Un hélicoptère à la poursuite d'un bateau soupçonné d'abriter de pirates somaliens, en 2009.

Samedi, plus de 40 pays africains ont adopté une charte, afin d’assurer une meilleure sécurité des côtes du continent.

C’est un « geste on ne peut plus historique dans la vie de notre continent », selon le président congolais Denis Sassou Nguesso. En conclusion d’un sommet organisé à Lomé (Togo) à l’initiative de l’Union africaine, plus de quarante pays africains ont adopté une charte, samedi 15 octobre, afin d’assurer une meilleure sécurité des côtes, financer un fond spécial et protéger l’environnement.

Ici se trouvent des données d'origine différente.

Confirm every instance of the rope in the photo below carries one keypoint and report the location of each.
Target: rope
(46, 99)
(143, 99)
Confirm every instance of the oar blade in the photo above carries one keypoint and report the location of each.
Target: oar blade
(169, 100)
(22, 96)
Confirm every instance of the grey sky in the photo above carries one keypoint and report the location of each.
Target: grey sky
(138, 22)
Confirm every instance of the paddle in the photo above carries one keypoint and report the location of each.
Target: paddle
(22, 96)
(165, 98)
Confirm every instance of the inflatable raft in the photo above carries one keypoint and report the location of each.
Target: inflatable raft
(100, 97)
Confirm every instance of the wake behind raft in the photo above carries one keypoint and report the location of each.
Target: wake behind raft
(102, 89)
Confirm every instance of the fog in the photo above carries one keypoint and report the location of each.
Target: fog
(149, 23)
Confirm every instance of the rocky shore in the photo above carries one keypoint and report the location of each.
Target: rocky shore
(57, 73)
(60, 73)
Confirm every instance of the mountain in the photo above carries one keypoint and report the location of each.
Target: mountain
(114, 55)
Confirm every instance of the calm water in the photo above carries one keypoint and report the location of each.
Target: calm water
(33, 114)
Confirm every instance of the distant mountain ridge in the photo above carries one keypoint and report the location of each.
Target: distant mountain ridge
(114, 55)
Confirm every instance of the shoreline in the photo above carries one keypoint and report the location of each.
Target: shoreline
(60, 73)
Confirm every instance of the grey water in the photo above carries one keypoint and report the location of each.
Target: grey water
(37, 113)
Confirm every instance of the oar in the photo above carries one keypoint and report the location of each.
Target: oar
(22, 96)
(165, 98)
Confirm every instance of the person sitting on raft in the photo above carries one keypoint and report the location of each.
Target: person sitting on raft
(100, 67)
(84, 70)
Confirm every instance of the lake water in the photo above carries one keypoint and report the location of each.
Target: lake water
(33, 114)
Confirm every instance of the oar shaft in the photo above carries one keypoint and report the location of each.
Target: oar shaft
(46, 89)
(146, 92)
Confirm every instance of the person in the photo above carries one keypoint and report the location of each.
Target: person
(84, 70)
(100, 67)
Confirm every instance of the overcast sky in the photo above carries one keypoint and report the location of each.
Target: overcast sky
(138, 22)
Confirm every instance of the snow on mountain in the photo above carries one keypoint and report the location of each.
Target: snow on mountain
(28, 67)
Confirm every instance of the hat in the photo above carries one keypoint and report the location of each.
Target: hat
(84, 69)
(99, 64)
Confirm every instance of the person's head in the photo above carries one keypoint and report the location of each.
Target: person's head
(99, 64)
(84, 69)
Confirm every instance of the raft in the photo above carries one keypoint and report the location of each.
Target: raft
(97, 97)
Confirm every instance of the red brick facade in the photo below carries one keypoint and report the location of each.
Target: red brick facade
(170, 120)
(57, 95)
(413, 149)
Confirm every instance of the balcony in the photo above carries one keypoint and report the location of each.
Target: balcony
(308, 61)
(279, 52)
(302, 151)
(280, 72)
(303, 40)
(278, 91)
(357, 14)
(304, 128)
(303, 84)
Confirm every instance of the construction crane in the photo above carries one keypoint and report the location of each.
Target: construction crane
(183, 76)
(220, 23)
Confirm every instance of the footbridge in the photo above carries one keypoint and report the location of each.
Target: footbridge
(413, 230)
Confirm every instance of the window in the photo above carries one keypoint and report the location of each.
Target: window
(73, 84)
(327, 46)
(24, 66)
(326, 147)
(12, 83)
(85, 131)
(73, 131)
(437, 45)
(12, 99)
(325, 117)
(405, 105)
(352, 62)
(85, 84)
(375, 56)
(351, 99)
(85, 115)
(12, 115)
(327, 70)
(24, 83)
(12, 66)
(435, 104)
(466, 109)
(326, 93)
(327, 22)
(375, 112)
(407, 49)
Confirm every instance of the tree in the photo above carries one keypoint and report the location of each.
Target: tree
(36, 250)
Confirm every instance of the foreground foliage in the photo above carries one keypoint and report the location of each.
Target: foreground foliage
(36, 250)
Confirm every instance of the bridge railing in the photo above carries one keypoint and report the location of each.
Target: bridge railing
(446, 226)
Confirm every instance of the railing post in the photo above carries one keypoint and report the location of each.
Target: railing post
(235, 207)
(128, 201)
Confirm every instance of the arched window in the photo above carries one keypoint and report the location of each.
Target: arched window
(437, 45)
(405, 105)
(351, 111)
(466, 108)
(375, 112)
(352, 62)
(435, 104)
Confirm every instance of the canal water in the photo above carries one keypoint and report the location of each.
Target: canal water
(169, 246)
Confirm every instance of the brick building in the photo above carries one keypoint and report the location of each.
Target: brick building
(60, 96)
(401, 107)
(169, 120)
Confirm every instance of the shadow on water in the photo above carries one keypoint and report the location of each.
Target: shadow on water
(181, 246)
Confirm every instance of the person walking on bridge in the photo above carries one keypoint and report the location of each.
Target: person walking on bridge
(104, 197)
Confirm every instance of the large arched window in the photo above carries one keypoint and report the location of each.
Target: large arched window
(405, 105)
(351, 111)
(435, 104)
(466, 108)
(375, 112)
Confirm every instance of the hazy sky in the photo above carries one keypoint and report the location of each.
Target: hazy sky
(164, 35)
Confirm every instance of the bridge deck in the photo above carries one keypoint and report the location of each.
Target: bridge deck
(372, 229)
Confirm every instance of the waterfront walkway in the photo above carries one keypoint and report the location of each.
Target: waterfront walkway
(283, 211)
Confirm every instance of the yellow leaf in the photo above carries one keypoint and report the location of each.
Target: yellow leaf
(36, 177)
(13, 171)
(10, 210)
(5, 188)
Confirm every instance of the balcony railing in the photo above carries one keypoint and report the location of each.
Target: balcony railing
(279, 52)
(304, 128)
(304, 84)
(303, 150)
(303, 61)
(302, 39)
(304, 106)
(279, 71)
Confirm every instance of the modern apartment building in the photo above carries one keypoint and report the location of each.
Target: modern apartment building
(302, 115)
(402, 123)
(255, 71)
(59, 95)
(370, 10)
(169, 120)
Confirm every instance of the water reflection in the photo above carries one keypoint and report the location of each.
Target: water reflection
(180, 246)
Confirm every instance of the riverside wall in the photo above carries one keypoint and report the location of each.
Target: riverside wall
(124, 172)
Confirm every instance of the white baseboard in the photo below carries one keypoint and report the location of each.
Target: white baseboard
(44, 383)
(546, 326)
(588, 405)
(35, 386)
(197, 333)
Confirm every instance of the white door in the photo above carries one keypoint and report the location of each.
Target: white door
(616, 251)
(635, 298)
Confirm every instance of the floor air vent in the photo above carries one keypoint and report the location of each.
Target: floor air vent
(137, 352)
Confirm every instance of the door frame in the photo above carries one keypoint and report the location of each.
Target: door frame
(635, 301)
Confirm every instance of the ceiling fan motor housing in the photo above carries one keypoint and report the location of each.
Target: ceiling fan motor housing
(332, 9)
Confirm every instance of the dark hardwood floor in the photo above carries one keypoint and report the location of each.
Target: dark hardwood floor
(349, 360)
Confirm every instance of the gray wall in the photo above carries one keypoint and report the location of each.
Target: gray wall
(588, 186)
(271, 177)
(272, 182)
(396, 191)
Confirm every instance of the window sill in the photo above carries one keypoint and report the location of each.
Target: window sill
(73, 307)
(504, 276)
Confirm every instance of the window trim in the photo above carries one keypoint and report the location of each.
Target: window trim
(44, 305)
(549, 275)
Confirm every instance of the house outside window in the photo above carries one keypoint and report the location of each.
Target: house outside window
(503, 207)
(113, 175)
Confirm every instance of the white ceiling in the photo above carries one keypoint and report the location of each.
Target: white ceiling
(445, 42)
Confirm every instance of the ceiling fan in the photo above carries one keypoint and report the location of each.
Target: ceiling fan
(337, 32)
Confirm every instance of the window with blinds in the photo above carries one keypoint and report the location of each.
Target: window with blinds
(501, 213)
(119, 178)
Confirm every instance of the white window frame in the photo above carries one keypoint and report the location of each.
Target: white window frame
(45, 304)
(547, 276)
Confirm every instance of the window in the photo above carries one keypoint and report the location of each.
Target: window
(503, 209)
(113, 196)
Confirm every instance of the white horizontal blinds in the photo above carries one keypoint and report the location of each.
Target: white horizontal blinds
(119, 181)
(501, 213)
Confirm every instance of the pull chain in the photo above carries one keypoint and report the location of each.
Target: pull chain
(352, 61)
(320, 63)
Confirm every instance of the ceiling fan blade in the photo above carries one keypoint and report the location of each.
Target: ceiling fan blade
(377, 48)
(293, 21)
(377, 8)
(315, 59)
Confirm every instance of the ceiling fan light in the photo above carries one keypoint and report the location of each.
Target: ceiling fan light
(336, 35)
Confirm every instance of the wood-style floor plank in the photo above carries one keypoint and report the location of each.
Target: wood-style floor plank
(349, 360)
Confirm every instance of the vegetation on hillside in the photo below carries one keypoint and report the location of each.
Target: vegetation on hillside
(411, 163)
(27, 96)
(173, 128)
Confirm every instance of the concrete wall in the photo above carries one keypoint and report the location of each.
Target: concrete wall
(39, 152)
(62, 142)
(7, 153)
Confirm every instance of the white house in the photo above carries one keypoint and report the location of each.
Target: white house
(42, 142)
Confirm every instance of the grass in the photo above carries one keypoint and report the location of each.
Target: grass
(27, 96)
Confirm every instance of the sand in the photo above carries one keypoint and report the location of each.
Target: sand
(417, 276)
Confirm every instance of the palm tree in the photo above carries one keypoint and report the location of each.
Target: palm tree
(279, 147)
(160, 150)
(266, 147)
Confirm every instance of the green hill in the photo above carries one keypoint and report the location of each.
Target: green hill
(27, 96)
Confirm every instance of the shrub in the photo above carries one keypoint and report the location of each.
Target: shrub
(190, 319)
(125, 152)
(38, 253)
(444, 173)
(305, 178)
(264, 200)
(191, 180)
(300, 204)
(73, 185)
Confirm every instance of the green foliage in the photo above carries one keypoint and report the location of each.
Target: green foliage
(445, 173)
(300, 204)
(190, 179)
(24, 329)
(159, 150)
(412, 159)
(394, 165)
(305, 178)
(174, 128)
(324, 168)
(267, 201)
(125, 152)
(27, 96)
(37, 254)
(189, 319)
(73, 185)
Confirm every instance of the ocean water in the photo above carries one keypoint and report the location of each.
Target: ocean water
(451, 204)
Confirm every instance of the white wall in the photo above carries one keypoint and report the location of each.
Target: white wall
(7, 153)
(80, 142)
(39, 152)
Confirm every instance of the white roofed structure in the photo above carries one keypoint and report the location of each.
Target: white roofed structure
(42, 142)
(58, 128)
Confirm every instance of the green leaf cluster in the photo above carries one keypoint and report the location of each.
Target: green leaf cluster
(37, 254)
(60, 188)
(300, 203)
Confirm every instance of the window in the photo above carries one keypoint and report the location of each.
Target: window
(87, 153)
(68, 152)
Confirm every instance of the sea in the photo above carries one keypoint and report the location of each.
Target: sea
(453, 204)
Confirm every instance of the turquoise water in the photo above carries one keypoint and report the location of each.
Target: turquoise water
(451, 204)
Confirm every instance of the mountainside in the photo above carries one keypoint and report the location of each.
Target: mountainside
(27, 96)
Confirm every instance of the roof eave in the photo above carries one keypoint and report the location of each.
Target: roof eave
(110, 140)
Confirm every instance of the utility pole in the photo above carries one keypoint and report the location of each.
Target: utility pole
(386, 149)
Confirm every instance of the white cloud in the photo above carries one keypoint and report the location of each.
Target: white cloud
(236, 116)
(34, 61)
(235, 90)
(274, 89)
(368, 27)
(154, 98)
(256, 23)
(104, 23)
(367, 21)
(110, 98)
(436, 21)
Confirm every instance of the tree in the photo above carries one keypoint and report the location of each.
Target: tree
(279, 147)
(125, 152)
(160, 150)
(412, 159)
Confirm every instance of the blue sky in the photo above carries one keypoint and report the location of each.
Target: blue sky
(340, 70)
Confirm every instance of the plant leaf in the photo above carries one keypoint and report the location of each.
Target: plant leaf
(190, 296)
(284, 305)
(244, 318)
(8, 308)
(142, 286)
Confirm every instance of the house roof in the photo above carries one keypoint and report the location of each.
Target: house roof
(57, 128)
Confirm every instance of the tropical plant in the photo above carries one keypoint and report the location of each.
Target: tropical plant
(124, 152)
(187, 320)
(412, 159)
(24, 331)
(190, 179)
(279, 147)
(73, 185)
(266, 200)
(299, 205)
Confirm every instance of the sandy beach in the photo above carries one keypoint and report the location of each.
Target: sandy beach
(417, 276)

La charte de Lomé, qui doit encore être ratifiée, doit contraindre les Etats signataires à « créer un fonds de sécurité et de sûreté maritimes », mais aussi faciliter « l’accès aux informations », grand point noir dans la lutte contre les trafics maritimes en Afrique. Le manque de coopération, notamment d’échange d’informations entre les différents pays, est un grand avantage pour les pirates et les contrebandiers, qui peuvent passer d’une zone territoriale à l’autre sans être inquiétés.

Si l’Afrique développe son économie maritime, elle parviendra plus facilement à financer sa propre sécurité. Car le manque de financement est un problème auquel sont régulièrement confrontés les pays africains pour la mise en œuvre de leurs projets. « L’Afrique est plus exposée que les autres continents pour la simple raison qu’elle a très peu de compétences et de moyens pour faire face à cette situation », avait observé vendredi le chef de l’Etat tchadien, Idriss Déby, président en exercice de l’UA.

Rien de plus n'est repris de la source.